Nadia Chahed
08 Août 2019•Mise à jour: 08 Août 2019
AA / Kinshasa / Pascal Mulegwa
La justice militaire congolaise a annoncé mercredi avoir interpellé trois médecins congolais accusés d'avoir commandité le meurtre, en avril dernier, de l'épidémiologiste camerounais de l'Organisation mondiale de la santé (OMS) à Butembo dans l'est de la République démocratique du Congo (RDC).
Ces médecins qui travaillaient également au sein des équipes de riposte contre l'épidémie à virus Ebola dans la province du Nord-Kivu "sont inculpés pour terrorisme, association de malfaiteurs et meurtre", a déclaré à Anadolu le lieutenant-colonel Jean-Baptiste Kumbu, procureur militaire de Butembo, deuxième ville du Nord-Kivu.

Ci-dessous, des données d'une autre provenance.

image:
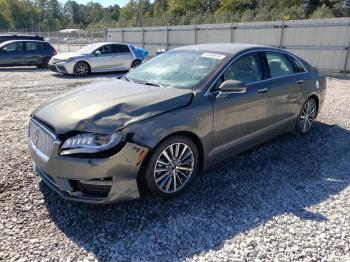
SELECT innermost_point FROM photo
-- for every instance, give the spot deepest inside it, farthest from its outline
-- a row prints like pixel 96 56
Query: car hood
pixel 106 107
pixel 63 56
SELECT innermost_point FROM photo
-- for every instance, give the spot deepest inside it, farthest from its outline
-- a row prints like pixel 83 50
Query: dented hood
pixel 106 107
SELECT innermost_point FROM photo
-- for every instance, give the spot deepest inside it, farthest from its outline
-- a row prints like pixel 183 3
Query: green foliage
pixel 52 14
pixel 322 12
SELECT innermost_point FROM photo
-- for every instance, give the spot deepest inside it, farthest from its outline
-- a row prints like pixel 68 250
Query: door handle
pixel 263 90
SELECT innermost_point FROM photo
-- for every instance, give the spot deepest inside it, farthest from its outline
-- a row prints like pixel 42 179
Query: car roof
pixel 21 40
pixel 23 35
pixel 108 43
pixel 229 48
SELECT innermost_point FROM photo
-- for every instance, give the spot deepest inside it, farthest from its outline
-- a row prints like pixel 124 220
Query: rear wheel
pixel 307 116
pixel 172 167
pixel 44 62
pixel 81 69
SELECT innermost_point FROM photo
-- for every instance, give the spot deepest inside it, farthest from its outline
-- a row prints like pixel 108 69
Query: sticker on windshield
pixel 215 56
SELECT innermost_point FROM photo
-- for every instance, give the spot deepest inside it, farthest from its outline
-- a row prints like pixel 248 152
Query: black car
pixel 8 37
pixel 26 52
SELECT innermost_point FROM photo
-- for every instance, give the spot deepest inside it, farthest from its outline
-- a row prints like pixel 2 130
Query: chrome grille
pixel 40 137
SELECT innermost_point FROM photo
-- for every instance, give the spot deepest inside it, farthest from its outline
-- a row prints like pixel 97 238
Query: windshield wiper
pixel 127 79
pixel 153 84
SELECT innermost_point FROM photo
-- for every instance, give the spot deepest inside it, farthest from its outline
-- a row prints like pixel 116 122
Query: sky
pixel 105 3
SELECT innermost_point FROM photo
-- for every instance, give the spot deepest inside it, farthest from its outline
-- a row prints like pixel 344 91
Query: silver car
pixel 98 57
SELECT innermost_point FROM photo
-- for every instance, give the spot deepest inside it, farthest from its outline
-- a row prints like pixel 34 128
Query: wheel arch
pixel 191 135
pixel 316 97
pixel 85 61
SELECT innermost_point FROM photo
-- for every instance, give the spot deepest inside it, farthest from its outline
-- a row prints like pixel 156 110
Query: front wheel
pixel 307 117
pixel 81 69
pixel 172 166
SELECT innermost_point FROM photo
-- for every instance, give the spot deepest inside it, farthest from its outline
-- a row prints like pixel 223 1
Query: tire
pixel 307 117
pixel 136 63
pixel 81 69
pixel 44 62
pixel 160 174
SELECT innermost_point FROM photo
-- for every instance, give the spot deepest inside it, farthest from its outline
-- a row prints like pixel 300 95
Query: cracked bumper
pixel 81 179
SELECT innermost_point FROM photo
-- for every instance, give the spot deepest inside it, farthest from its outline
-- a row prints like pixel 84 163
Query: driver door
pixel 240 117
pixel 103 61
pixel 12 54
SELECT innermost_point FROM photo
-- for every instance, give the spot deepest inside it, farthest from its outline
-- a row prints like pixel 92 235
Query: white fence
pixel 325 43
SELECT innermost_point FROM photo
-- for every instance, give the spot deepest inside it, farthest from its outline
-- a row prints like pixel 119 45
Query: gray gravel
pixel 286 200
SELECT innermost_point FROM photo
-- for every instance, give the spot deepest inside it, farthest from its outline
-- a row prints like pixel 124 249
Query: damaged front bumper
pixel 92 180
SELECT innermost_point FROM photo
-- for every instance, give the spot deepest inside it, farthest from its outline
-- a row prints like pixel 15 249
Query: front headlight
pixel 90 143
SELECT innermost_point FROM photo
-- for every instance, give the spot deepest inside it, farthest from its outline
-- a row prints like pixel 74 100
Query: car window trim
pixel 209 92
pixel 257 58
pixel 286 57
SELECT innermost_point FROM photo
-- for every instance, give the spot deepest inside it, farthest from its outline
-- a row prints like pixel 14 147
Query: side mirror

Le procureur a, en outre, indiqué rechercher un autre médecin "qui se trouve actuellement à l'étranger" et qui avec les trois en détention "avaient organisé en date du 14 avril" une réunion pour "planifier l'assassinat" du docteur camerounais Richard Manzouko.
Quarante-neuf autres personnes dont une femme ont été interpellés et auditionnés dans le cadre de ce meurtre et "seront poursuivis les uns pour assassinat, d'autres pour assistance aux malfrats et rétention", selon le colonel Kumbu.
Ils "sont passés aux aveux" quelques heures après leur arrestation, a-t-il ajouté. La majorité de détenus sont poursuivis pour avoir pris part à plusieurs attaques ayant visé plusieurs centres de traitement d'Ebola.
Dans une lettre adressée au maire de Butembo, mercredi et dont Anadolu dispose d'une copie, l'ordre national des médecins ( antenne de Butembo) a fait part de son "indignation" quant à ces arrestations, estimant que l"'absence de ces médecins "nuit au système de santé" de la région.
La corporation a, par ailleurs, exigé leur "libération provisoire" dans les 48 heures, sans quoi, elle menace de "déclencher une grève générale".
"Aucun d'eux n'obtiendra cette libération, ce sont des médecins dangereux et haineux. Ils ne seront pas relâchés même s'il y a des pressions", a répliqué le procureur militaire, joint par Anadolu.
Les agents de santé ont fait l'objet de plusieurs attaques armées dans les villes de Butembo et Beni, deux villes frappées par une épidémie d'Ebola depuis une année qui a fait, à ce jour, plus de 1850 morts.
Depuis le début de l'épidémie, trois agents de santé ont déjà été tués lors d'attaques de leurs lieux de travail par des hommes armés, selon les autorités sanitaires congolaises.